Mme X-Claude SIMON, Vice-Présidente placée, a fait un rapport de l’affaire devant la cour composée de :
M. Jacques RAYNAUD, Président
M. Thierry CARLIER, Conseiller
Mme X-Claude SIMON, Vice-présidente placée par ordonnance du Premier Président du 29 mars 2021
qui en ont délibéré.
Greffier, lors de la mise à disposition : Mme Camille MOLINA
ARRET :
— réputé contradictoire
— prononcé par mise à disposition de l’arrêt au greffe de la cour, les parties en ayant été préalablement avisées dans les conditions prévues au deuxième alinéa de l’article 450 du code de procédure civile ;
— signé par M. Jacques RAYNAUD, Président, et par Mme Camille MOLINA, Greffière.
*
* *
EXPOSE DU LITIGE
La SCI GRANDE MOTTE POINT ZERO a conclu divers marchés de travaux pour la réalisation d’une opération immobilière dénommée Opale 2 à La Grande Motte (34).
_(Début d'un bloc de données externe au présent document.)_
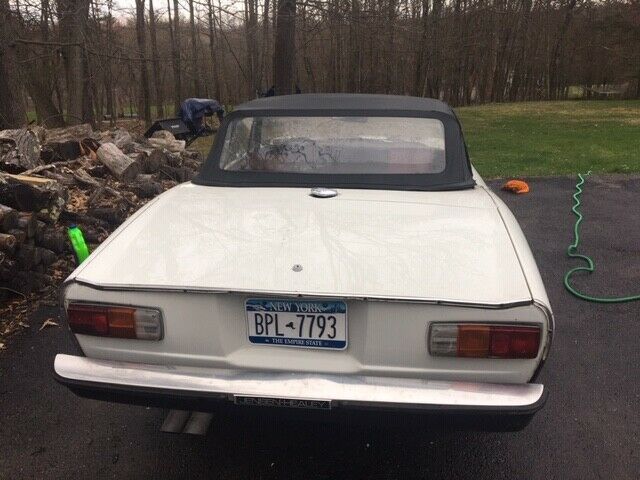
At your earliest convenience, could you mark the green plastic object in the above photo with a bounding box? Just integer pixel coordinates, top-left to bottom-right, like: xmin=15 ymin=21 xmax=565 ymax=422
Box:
xmin=67 ymin=225 xmax=89 ymax=264
xmin=564 ymin=171 xmax=640 ymax=303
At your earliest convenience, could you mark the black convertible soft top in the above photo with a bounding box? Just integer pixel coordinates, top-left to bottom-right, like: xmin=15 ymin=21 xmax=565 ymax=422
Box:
xmin=193 ymin=93 xmax=475 ymax=190
xmin=235 ymin=93 xmax=455 ymax=116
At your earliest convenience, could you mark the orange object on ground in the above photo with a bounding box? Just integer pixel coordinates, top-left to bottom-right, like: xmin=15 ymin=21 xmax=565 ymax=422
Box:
xmin=502 ymin=180 xmax=529 ymax=194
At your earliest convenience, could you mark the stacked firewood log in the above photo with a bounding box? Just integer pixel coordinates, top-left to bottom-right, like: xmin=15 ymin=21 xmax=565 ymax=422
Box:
xmin=0 ymin=125 xmax=201 ymax=297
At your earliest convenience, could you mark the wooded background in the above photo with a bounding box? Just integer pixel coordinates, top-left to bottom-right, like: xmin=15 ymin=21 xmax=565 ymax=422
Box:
xmin=0 ymin=0 xmax=640 ymax=128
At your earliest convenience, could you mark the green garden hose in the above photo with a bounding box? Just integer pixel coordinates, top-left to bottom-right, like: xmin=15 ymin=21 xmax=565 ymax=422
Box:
xmin=564 ymin=171 xmax=640 ymax=303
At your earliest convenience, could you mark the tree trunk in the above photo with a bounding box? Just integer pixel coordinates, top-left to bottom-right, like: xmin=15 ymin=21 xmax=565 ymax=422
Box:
xmin=189 ymin=0 xmax=202 ymax=97
xmin=207 ymin=0 xmax=222 ymax=103
xmin=0 ymin=0 xmax=27 ymax=129
xmin=273 ymin=0 xmax=296 ymax=95
xmin=136 ymin=0 xmax=151 ymax=123
xmin=58 ymin=0 xmax=89 ymax=125
xmin=149 ymin=0 xmax=164 ymax=118
xmin=167 ymin=0 xmax=182 ymax=115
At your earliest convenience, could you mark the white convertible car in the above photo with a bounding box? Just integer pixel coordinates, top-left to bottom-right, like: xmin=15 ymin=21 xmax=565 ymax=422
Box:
xmin=55 ymin=94 xmax=553 ymax=429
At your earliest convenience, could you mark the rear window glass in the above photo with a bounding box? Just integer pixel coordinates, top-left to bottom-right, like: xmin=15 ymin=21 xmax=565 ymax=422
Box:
xmin=220 ymin=116 xmax=446 ymax=174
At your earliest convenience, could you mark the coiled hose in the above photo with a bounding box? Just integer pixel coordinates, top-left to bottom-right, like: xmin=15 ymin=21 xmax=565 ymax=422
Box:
xmin=564 ymin=171 xmax=640 ymax=303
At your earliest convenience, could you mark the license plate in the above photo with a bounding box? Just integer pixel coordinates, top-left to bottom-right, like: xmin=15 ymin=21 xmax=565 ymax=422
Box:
xmin=245 ymin=298 xmax=347 ymax=350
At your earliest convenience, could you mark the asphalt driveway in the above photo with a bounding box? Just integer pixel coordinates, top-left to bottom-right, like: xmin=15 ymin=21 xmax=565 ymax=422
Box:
xmin=0 ymin=176 xmax=640 ymax=480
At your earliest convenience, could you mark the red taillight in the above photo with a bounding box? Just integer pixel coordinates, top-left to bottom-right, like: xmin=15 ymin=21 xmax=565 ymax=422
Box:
xmin=67 ymin=304 xmax=162 ymax=340
xmin=67 ymin=305 xmax=109 ymax=336
xmin=429 ymin=323 xmax=541 ymax=358
xmin=491 ymin=327 xmax=540 ymax=358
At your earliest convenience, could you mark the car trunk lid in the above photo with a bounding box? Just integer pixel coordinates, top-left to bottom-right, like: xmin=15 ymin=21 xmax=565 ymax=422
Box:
xmin=74 ymin=184 xmax=531 ymax=306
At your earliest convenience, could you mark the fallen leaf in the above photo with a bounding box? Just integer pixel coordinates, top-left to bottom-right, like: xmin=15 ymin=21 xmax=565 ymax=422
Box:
xmin=38 ymin=318 xmax=59 ymax=331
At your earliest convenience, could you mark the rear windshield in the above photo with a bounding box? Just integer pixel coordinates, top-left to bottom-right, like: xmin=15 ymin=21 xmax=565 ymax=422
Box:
xmin=219 ymin=116 xmax=446 ymax=175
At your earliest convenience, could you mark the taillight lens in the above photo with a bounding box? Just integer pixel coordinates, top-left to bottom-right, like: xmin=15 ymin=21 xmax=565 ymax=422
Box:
xmin=67 ymin=303 xmax=162 ymax=340
xmin=429 ymin=323 xmax=541 ymax=358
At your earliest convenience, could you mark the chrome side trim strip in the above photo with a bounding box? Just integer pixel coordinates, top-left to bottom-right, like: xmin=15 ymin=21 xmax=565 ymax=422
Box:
xmin=54 ymin=354 xmax=544 ymax=410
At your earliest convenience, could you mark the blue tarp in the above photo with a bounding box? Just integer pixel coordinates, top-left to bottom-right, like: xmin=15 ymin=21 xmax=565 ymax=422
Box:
xmin=180 ymin=98 xmax=224 ymax=133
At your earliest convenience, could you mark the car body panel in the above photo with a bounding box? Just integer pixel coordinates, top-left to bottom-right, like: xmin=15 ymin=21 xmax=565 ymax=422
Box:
xmin=74 ymin=184 xmax=531 ymax=306
xmin=65 ymin=283 xmax=548 ymax=383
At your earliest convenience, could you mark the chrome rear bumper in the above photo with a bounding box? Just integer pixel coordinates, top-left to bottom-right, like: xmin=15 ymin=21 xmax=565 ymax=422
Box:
xmin=54 ymin=354 xmax=545 ymax=415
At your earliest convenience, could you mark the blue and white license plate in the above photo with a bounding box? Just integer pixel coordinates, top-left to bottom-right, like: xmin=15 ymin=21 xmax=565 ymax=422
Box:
xmin=245 ymin=298 xmax=347 ymax=350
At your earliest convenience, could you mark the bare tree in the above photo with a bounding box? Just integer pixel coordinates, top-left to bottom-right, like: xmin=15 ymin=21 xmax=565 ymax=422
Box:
xmin=58 ymin=0 xmax=89 ymax=125
xmin=0 ymin=0 xmax=27 ymax=129
xmin=273 ymin=0 xmax=296 ymax=95
xmin=189 ymin=0 xmax=201 ymax=97
xmin=149 ymin=0 xmax=164 ymax=117
xmin=136 ymin=0 xmax=151 ymax=122
xmin=167 ymin=0 xmax=182 ymax=115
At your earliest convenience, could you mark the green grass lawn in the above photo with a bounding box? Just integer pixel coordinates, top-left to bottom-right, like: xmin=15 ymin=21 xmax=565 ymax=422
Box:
xmin=456 ymin=100 xmax=640 ymax=178
xmin=30 ymin=100 xmax=640 ymax=178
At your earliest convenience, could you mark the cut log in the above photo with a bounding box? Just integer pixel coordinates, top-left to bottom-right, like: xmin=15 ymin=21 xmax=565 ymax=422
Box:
xmin=58 ymin=210 xmax=110 ymax=230
xmin=166 ymin=153 xmax=182 ymax=168
xmin=36 ymin=247 xmax=58 ymax=267
xmin=140 ymin=149 xmax=169 ymax=173
xmin=73 ymin=168 xmax=136 ymax=207
xmin=147 ymin=130 xmax=186 ymax=153
xmin=7 ymin=228 xmax=27 ymax=245
xmin=0 ymin=258 xmax=18 ymax=281
xmin=35 ymin=220 xmax=47 ymax=245
xmin=133 ymin=180 xmax=162 ymax=198
xmin=42 ymin=171 xmax=76 ymax=187
xmin=100 ymin=128 xmax=135 ymax=153
xmin=86 ymin=165 xmax=109 ymax=178
xmin=0 ymin=128 xmax=42 ymax=173
xmin=0 ymin=233 xmax=18 ymax=253
xmin=38 ymin=228 xmax=67 ymax=253
xmin=22 ymin=158 xmax=79 ymax=175
xmin=98 ymin=143 xmax=140 ymax=182
xmin=16 ymin=243 xmax=42 ymax=270
xmin=41 ymin=123 xmax=93 ymax=163
xmin=0 ymin=174 xmax=67 ymax=223
xmin=0 ymin=204 xmax=18 ymax=232
xmin=18 ymin=212 xmax=38 ymax=238
xmin=160 ymin=165 xmax=194 ymax=183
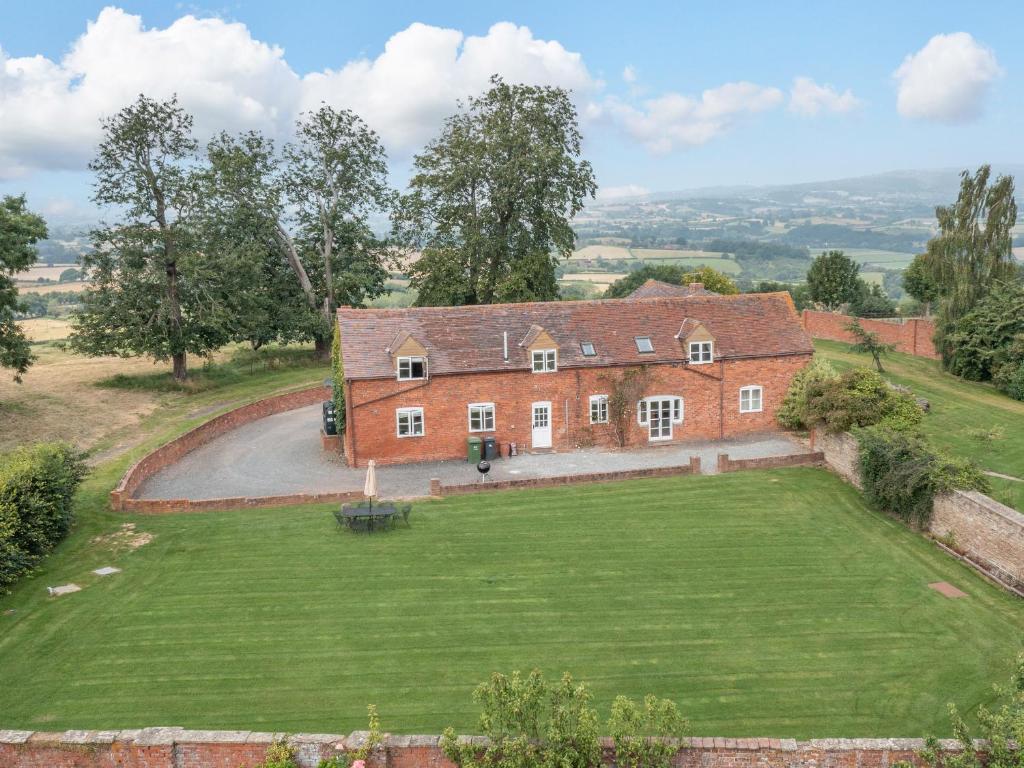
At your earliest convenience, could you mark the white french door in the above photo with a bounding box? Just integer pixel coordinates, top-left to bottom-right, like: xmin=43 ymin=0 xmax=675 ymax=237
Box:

Le 6 décembre 2010, M. A Y et Mme X-B C épouse Y ont acquis un lot par acte de vente en l’état futur d’achèvement auprès de la SCI GRANDE MOTTE POINT ZERO.
La livraison de l’ouvrage est intervenue le 30 octobre 2012 et a été assortie de réserves.
Le 17 octobre 2013, M. et Mme Y ont assigné les différents acteurs devant le juge des référés du tribunal de grande instance de Montpellier aux fins de voir prononcer une mesure d’expertise judiciaire, qui a été ordonnée le 14 novembre 2013.
La SCI GRANDE MOTTE POINT ZERO, dans le cadre de cette procédure, a appelé en garantie son assureur, la SA ALLIANZ IARD, la SAS PINTO ainsi que son assureur, la Compagnie d’assurances SMABTP.
Le 22 avril 2015, l’expert judiciaire a déposé son rapport.
Le 15 septembre 2014, M. et Mme Y ont assigné la SCI GRANDE MOTTE POINT ZERO et la SA ALLIANZ IARD devant le tribunal de grande instance de Montpellier aux fins de condamnation aux travaux de reprise.
La SAS PINTO et la Compagnie d’assurances SMABTP ont été attraites à cette procédure.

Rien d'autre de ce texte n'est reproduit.